The consumer group number in the P2 parameter is pretty self-explanatory. It maps to the CONSUMER_GROUP_ID column in the DBA_RSRC_CONSUMER_GROUPS view. This parameter allows you to tell what consumer group a process was assigned to when its CPU usage was curtailed.
resmgr:pq queued
This event is used to record time spent waiting in the parallel query queue. Parallel statement queueing is a new feature introduced with 11g Release 2. One part of the new functionality that is enabled by setting parallel_degree_policy to Automatic is statement queueing. In Oracle 12c, you can also set the value to ADAPTIVE for the same purpose. Statement queuing allows you to queue for available parallel server slaves if the required degree of parallelism cannot be met instead of being downgraded, as with the old parallel automatic tuning option. Refer back to Chapter 6 for more information about parallel execution on Exadata.
Event Meaning
The parallel statement queuing feature comes with its own wait event. Statements that are queued due to insufficient parallel server processes or other directives clock time to this event.

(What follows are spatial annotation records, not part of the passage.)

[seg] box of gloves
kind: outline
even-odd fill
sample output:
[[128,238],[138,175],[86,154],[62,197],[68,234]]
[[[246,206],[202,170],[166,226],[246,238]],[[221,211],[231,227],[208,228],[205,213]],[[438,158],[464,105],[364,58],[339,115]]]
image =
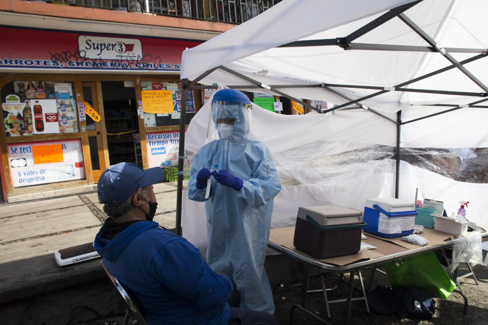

Here is an excerpt of a 10046 trace file showing the resmgr:pq queued event:
PARSING IN CURSOR #140583609334256 len=68 dep=0 uid=205 oct=3 lid=205 tim=4755825333777
hv=2381215807 ad='220a20bc0' sqlid='944dxty6ywy1z'
select /*+ PARALLEL(32) STATEMENT_QUEUING */ count(*) from martin.t3
END OF STMT
PARSE #140583609334256:c=0,e=188,p=0,cr=0,cu=0,mis=0,r=0,dep=0,og=1,plh=3978228158,
tim=4755825333776
WAIT #140583609334256: nam='resmgr:pq queued' ela= 25193140 location=1 =0 =0 obj#=-1
tim=4755850527127
WAIT #140583609334256: nam='reliable message' ela= 889 channel context=10126085744 channel
handle=10164818472 broadcast message=10179043672 obj#=-1 tim=4755850529508
WAIT #140583609334256: nam='enq: KO - fast object checkpoint' ela= 197 name|mode=1263468550
2=65690 0=1 obj#=-1 tim=4755850529777
WAIT #140583609334256: nam='enq: KO - fast object checkpoint' ela= 124 name|mode=1263468545
2=65690 0=2 obj#=-1 tim=4755850529959
WAIT #140583609334256: nam='PX Deq: Join ACK' ela= 39 sleeptime/senderid=268500992 passes=1
p3=9216157728 obj#=-1 tim=4755850531333
WAIT #140583609334256: nam='PX Deq: Join ACK' ela= 42 sleeptime/senderid=268500993 passes=1
p3=9216246432 obj#=-1 tim=4755850531420
WAIT #140583609334256: nam='PX Deq: Join ACK' ela= 39 sleeptime/senderid=268500994 passes=1
p3=9216266144 obj#=-1 tim=4755850531507
While testing this use case, it turned out that the event is written to the tracefile only once, at the very beginning. Furthermore, the trace information about the queued statement is not emitted until the session actually starts work.
Parameters
Here are the parameters for the resmgr:pq queued event:
The location parameter is a numeric value that most likely refers to a location (function) in the Oracle code as described above in the resmgr:become active event.
Summary
The wait interface has been expanded to cover several Exadata-specific features. In this chapter, you read about the new wait events you should know. By far the most interesting of the new events are cell smart table scan and cell smart index scan. These events cover the time spent waiting on an offloadable read I/O request to a storage cell. There is a lot of processing that occurs at the storage layer that is lumped together under these events. It’s important to understand that these events replace the direct path read event and that the mechanism of returning the data directly to the process PGA employed by the Smart Scan events is analogous to the way it is handled by direct path read.